Faeries, and a maori legend (oh and a book sale)

Faery Worlds - Six Complete Novels - 'Elle Casey',  'JL Bryan',  'Tara Maya',  'Anthea Sharp',  'Jenna Elizabeth Johnson',  'Alexia Purdy'

So, using up random few dollars credit I have left on Amazon, I grabbed this. 6 books for 99c, including at least 1 author I've actually heard really good things about. This ought to be interesting. It seems a mix of genres, all vaguely fairy related though, but some more typical fantasy, and others more urban/crossover.


Fairies are much more my "thing" than other typical pnr denizens. I think because of growing up in a fairly remote part of NZ, surrounded by dark forests that could easily be full of the Turehu (or Patupaiarehe) my older cousins told me scary stories about. Patupaiarehe are the mist children. You can never see them properly, only when it's misty and even then indistinct, and they seem to wear clothes made of spiderwebs. I love this NZ stamp with one on, he looks terrifically puckish, and though scary and powerful, they tend to be mischeivious and troublemakers. Somehow I always thought of them as having sharp pointy teeth too. 


Worse, I am "urukehu" - pale skinned. Light hair - it was red when I was a kid, and though dark now, it's noticeably not as dark as the rest of my family when we are together. It's a thing, where after multiple generations of dark brown, black haired people, out will pop one of us little white things.
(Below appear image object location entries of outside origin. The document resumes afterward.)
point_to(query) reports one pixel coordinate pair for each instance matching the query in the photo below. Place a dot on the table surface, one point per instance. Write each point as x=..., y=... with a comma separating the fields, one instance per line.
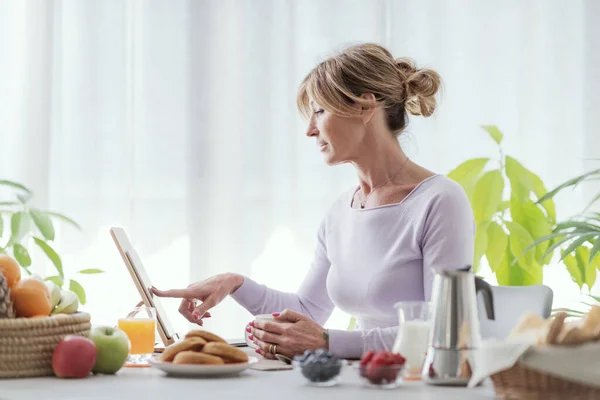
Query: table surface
x=151, y=383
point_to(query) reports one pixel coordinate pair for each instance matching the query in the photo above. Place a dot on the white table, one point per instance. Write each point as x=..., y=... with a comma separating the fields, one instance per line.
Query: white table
x=149, y=383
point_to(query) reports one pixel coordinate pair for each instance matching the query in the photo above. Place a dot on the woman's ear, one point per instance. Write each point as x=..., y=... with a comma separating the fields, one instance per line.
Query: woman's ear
x=368, y=110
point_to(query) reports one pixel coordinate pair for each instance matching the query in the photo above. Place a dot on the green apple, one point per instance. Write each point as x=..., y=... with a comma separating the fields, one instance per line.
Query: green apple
x=113, y=347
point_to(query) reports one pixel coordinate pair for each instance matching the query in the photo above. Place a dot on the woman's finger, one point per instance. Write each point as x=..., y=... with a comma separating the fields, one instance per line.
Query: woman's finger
x=264, y=346
x=289, y=316
x=177, y=293
x=203, y=307
x=269, y=326
x=267, y=337
x=184, y=309
x=266, y=355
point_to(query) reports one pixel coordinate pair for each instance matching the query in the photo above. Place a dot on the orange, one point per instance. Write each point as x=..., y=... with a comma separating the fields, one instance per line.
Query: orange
x=10, y=269
x=31, y=298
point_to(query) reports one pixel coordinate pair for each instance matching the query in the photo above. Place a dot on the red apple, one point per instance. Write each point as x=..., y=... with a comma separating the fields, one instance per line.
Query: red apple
x=74, y=357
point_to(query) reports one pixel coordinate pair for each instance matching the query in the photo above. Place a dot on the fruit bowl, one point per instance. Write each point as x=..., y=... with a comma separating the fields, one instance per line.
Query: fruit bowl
x=27, y=344
x=381, y=370
x=319, y=368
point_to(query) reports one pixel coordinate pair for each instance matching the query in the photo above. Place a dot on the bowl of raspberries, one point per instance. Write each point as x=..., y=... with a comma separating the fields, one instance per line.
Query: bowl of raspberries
x=381, y=369
x=320, y=367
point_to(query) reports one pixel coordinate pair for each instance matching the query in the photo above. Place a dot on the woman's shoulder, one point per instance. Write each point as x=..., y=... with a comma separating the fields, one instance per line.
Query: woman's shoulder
x=441, y=187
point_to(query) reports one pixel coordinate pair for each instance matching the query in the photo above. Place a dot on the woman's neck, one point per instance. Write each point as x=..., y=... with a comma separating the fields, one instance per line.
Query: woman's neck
x=382, y=161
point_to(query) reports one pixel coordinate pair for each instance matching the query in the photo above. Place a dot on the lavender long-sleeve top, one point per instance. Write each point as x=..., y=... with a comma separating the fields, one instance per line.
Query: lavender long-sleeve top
x=366, y=260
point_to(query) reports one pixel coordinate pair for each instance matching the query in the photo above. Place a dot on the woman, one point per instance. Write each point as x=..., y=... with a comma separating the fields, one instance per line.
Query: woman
x=381, y=241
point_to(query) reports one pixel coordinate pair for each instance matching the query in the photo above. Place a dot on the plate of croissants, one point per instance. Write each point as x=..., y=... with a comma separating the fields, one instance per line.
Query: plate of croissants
x=202, y=354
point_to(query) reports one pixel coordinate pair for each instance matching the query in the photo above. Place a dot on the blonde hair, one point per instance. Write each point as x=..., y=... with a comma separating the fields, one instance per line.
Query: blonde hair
x=337, y=84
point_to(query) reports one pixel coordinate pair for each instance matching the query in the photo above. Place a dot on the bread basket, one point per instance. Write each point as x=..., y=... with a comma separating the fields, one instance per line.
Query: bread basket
x=27, y=344
x=521, y=383
x=544, y=359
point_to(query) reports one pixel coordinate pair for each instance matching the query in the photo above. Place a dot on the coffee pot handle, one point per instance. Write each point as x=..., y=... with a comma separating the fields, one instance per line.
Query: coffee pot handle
x=488, y=297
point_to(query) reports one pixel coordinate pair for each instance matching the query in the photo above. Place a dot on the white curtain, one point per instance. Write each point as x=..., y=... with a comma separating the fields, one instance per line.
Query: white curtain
x=176, y=120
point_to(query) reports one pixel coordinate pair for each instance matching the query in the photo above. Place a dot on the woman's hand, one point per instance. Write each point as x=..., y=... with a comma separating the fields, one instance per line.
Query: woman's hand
x=210, y=292
x=292, y=332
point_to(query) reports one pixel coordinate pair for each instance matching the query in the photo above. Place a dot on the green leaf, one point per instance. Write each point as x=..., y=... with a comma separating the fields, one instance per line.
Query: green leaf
x=20, y=223
x=467, y=173
x=582, y=254
x=540, y=190
x=573, y=268
x=480, y=244
x=91, y=271
x=505, y=268
x=487, y=195
x=76, y=288
x=576, y=243
x=503, y=206
x=580, y=226
x=56, y=279
x=494, y=133
x=14, y=185
x=52, y=255
x=510, y=273
x=519, y=240
x=43, y=223
x=64, y=218
x=532, y=218
x=21, y=255
x=594, y=253
x=497, y=242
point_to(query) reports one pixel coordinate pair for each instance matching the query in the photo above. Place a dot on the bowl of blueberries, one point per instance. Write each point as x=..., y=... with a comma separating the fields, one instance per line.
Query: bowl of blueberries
x=320, y=367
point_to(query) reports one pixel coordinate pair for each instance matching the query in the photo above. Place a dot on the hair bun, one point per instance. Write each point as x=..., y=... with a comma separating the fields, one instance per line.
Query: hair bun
x=421, y=85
Urukehu used to be considered to have a patupaiarehe ancestor somewhere down the chain, although modern genetics tells us there was just a very pale skinned common ancestor somewhere back in Hawaiiki before the great trip to NZ around the year 800, leaving us all with a random recessive gene that nearly everyone carries and a small enough gene pool it sometimes pops up in the population. When I was little and being teased by the big kids, I sincerely hoped that was true. Now that I'm older, I kind of wish the fairy in the bloodline version was the truth.


So, as I said, Patupaiarehe are tricksters, but Maori legends like to think of us as a whole race of tricksters, so there's a lot of stories about trying to trick each other, and who comes out on top. So here's a well known maori legend about the Patupaiarehe, just for fun: How maori learnt to make fishing nets, courtesy of Te Ara (the NZ National Museum):

"One traditional account tells of a chief, Kahukura, who when travelling north found himself on a lonely beach just as night set in. He slept in the sand dunes, but was awoken by the sounds of voices and laughter. At the water’s edge were a group of patupaiarehe, the fairy people, catching great numbers of fish in a net of woven flax. Despite his fear Kahukura crept among them, hoping to take the net and find out how it was made. As it was dark, and he was short and fair like the patupaiarehe, they did not notice him as being different. He knew that if he could delay them until dawn they would flee to avoid the sun, leaving the net behind. He helped thread the gutted fish onto lines, but tied his knots so they would come undone again. This tactic worked, and the fairy people fled as the sun rose, leaving behind their net and the fish. From this Kahukura discovered the secret to making the net, and taught it to his people."

Oh, and the actual books? Haven't read any of them yet, but the box set is still on sale at 99c, so if, like me, you love the fae, you might want to pick this up.



Dindi longs to become a Tavaedi, one of the powerful warrior-dancers who secret magics are revealed only to those who pass a mysterious Initiation. The problem? No-one in Dindi's clan has ever passed the Test. But Dindi has a plan.

Jayne Sparks, a potty-mouthed, rebellious seventeen-year-old, and her best friend, shy and bookish Tony Green, have a typical high school existence - until, along with a group of runaway teens, they are hijacked and sent into a forest where nothing is as it seems. Who will emerge triumphant? And what will they be when they do?

A teenage garage band steals instruments from the fairy world and begins enchanting crowds, but their shortcut to success soon turns them into enemies of the treacherous Queen Mab.

Faeries. Computer games. When realms collide, a hero from the wrong side of the tracks and the rich girl he's afraid to love must risk everything to defeat the dangerous fey.
What if a high-tech computer game was a gateway to the perilous Realm of Faerie...

Meghan has been strange her entire life: her eyes change color and she sees and hears things no one else can. When the visions get worse, she is convinced she has finally gone crazy. That is, until the mysterious Cade shows up with an explanation of his own.

A dark twist on faeries. For Shade, a chance meeting with a powerful Teleen Faery warrior who wields electrical currents and blue fires along his skin, has her joining him on a treacherous mission for the good Seelie Faerie Court across the land of Faerie. Magic and malice abound and nothing is what it appears to be.